The reuptake process
This illustration shows the process of reuptake, in which leftover neurotransmitters are returned to vesicles in the presynaptic cell.
Biogenic Amines
Another class of neurotransmitter is the biogenic amine, a group of neurotransmitters made enzymatically from amino acids. They have amino groups in them, but do not have carboxyl groups and are therefore no longer classified as amino acids.
Neuropeptides
A neuropeptide is a neurotransmitter molecule made up of chains of amino acids connected by peptide bonds, similar to proteins. However, proteins are long molecules while some neuropeptides are quite short. Neuropeptides are often released at synapses in combination with another neurotransmitter.
Dopamine
Dopamine is the best-known neurotransmitter of the catecholamine group. The brain includes several distinct dopamine systems, one of which plays a major role in reward-motivated behavior. Most types of reward increase the level of dopamine in the brain, and a variety of addictive drugs increase dopamine neuronal activity. Other brain dopamine systems are involved in motor control and in controlling the release of several other important hormones.
Effect on the Synapse
The effect of a neurotransmitter on the postsynaptic element is entirely dependent on the receptor protein. If there is no receptor protein in the membrane of the postsynaptic element, then the neurotransmitter has no effect. The depolarizing (more likely to reach an action potential) or hyperpolarizing (less likely to reach an action potential) effect is also dependent on the receptor. When acetylcholine binds to the nicotinic receptor, the postsynaptic cell is depolarized. However, when acetylcholine binds to the muscarinic receptor, it might cause depolarization or hyperpolarization of the target cell.
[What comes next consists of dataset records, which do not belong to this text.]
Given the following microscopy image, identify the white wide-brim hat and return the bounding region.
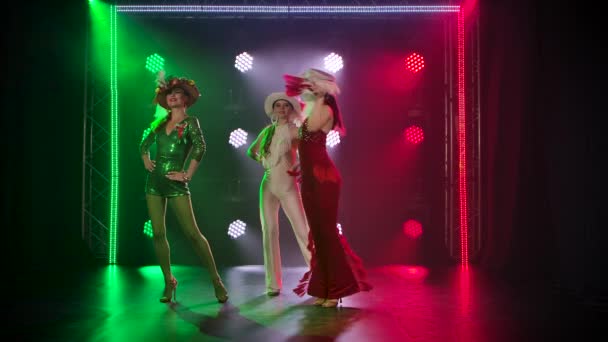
[264,92,302,117]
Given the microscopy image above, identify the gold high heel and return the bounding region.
[159,277,177,303]
[321,298,342,308]
[213,278,228,303]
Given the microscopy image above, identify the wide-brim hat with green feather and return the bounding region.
[154,71,201,109]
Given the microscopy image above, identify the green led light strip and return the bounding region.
[108,6,120,265]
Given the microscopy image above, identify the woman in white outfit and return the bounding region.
[247,92,310,296]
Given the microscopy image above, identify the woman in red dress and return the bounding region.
[285,69,372,307]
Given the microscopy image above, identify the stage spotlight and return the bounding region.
[234,52,253,72]
[146,53,165,74]
[324,52,344,73]
[405,125,424,145]
[325,130,340,148]
[144,220,154,238]
[228,128,247,148]
[403,220,422,239]
[405,53,424,73]
[228,220,247,239]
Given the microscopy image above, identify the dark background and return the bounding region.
[2,0,608,316]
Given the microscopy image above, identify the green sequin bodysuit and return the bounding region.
[139,116,207,197]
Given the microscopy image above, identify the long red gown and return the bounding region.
[293,120,372,299]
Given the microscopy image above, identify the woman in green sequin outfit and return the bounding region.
[140,72,228,303]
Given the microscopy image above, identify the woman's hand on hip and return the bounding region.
[165,171,190,183]
[142,155,156,172]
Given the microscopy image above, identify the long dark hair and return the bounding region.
[262,99,295,156]
[325,94,346,134]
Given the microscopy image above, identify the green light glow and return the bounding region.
[146,53,165,73]
[108,6,120,264]
[144,220,154,238]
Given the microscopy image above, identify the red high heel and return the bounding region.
[321,298,342,308]
[159,277,177,303]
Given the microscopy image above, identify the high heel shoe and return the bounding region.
[312,298,325,306]
[159,277,177,303]
[213,278,228,303]
[321,298,342,308]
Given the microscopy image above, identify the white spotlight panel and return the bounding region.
[325,130,340,148]
[228,220,247,239]
[324,52,344,73]
[234,52,253,72]
[228,128,247,148]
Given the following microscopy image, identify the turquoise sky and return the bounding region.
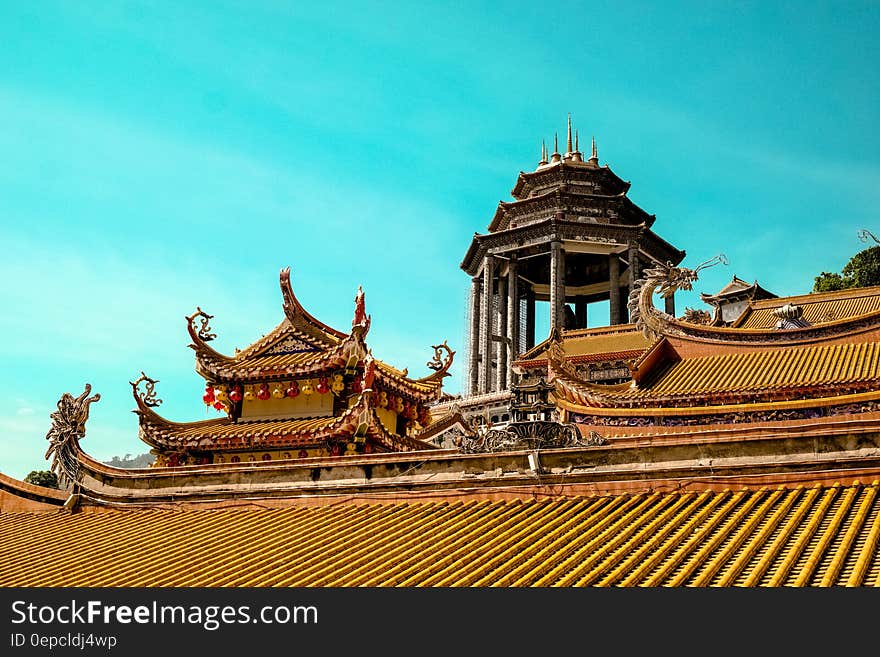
[0,1,880,477]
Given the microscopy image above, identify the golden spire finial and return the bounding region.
[566,112,571,154]
[589,136,599,166]
[550,132,562,164]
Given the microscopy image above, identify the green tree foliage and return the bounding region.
[24,470,58,488]
[813,246,880,292]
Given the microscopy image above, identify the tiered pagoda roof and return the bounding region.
[132,268,453,465]
[546,258,880,437]
[461,117,685,276]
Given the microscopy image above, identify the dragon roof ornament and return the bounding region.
[627,253,728,340]
[45,383,101,484]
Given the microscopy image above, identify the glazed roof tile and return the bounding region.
[606,342,880,398]
[517,324,651,366]
[736,287,880,329]
[0,482,880,587]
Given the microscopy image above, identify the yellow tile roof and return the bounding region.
[157,417,336,444]
[737,287,880,329]
[605,342,880,398]
[0,482,880,587]
[520,325,651,361]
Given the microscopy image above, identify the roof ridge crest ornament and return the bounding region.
[186,306,217,342]
[129,370,162,408]
[44,383,101,484]
[351,285,372,336]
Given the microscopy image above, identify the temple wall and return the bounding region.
[241,392,335,420]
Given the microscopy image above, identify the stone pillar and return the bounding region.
[574,297,587,328]
[495,275,508,392]
[608,253,620,326]
[467,276,482,395]
[479,256,495,393]
[550,240,565,333]
[504,255,519,388]
[629,242,642,285]
[526,286,535,351]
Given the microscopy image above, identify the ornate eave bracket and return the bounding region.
[45,383,101,484]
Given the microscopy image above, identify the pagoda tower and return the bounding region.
[461,116,685,395]
[131,268,455,467]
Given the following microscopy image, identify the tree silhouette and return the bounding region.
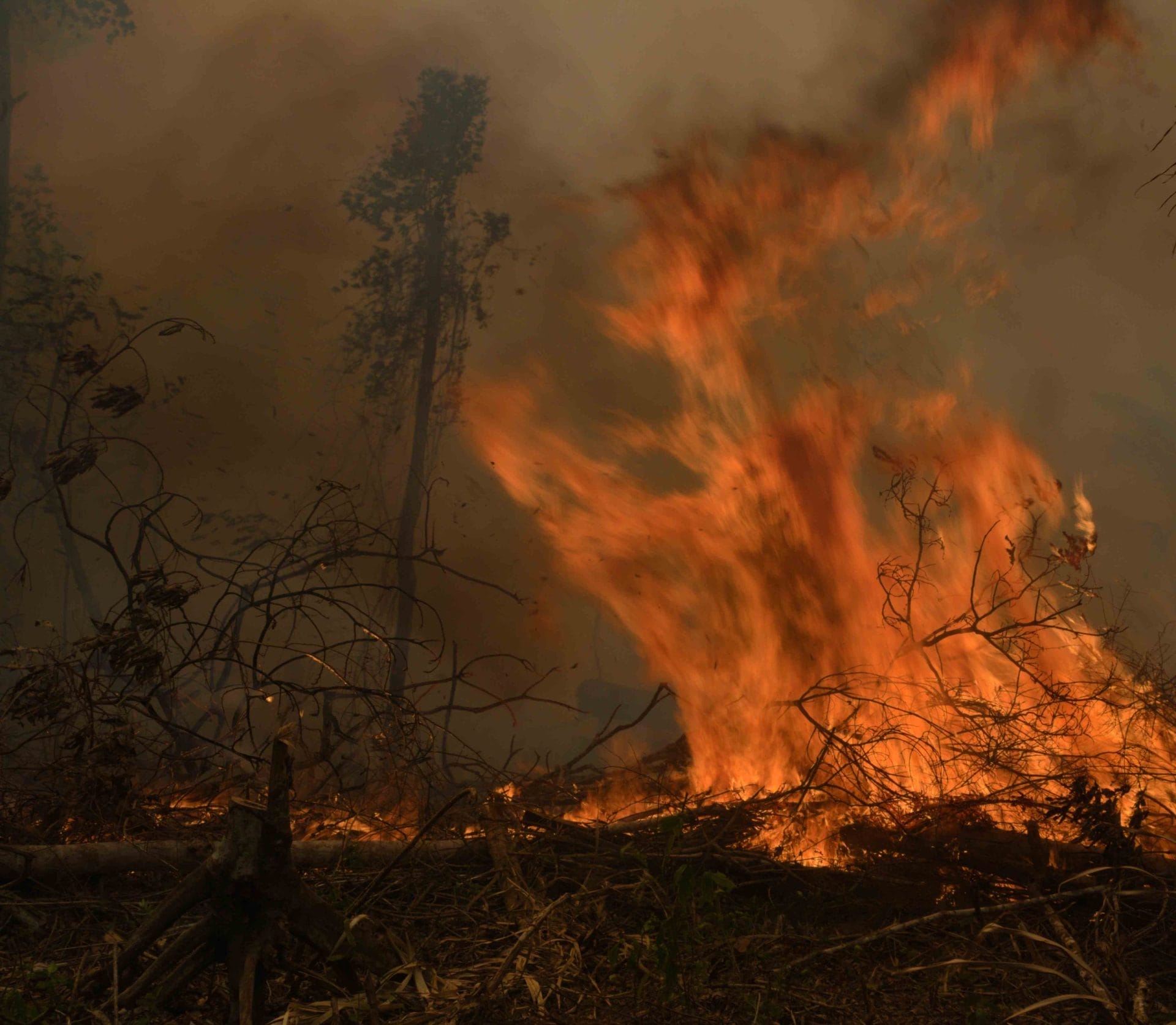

The amino acid neurotransmitters (glutamate, glycine, and GABA) are almost exclusively associated with just one effect. Glutamate is considered an excitatory amino acid because Glu receptors in the adult cause depolarization of the postsynaptic cell. Glycine and GABA are considered inhibitory amino acids, again because their receptors cause hyperpolarization, making the receiving cell less likely to reach an action potential.
The Right Dose
Sometimes too little or too much of a neurotransmitter may affect an organism's behavior or health. The underlying cause of some neurodegenerative diseases, such as Parkinson's, appears to be related to overaccumulation of proteins, which under normal circumstances would be regulated by the presence of dopamine. On the other hand, when an excess of the neurotransmitter dopamine blocks glutamate receptors, disorders like schizophrenia can occur.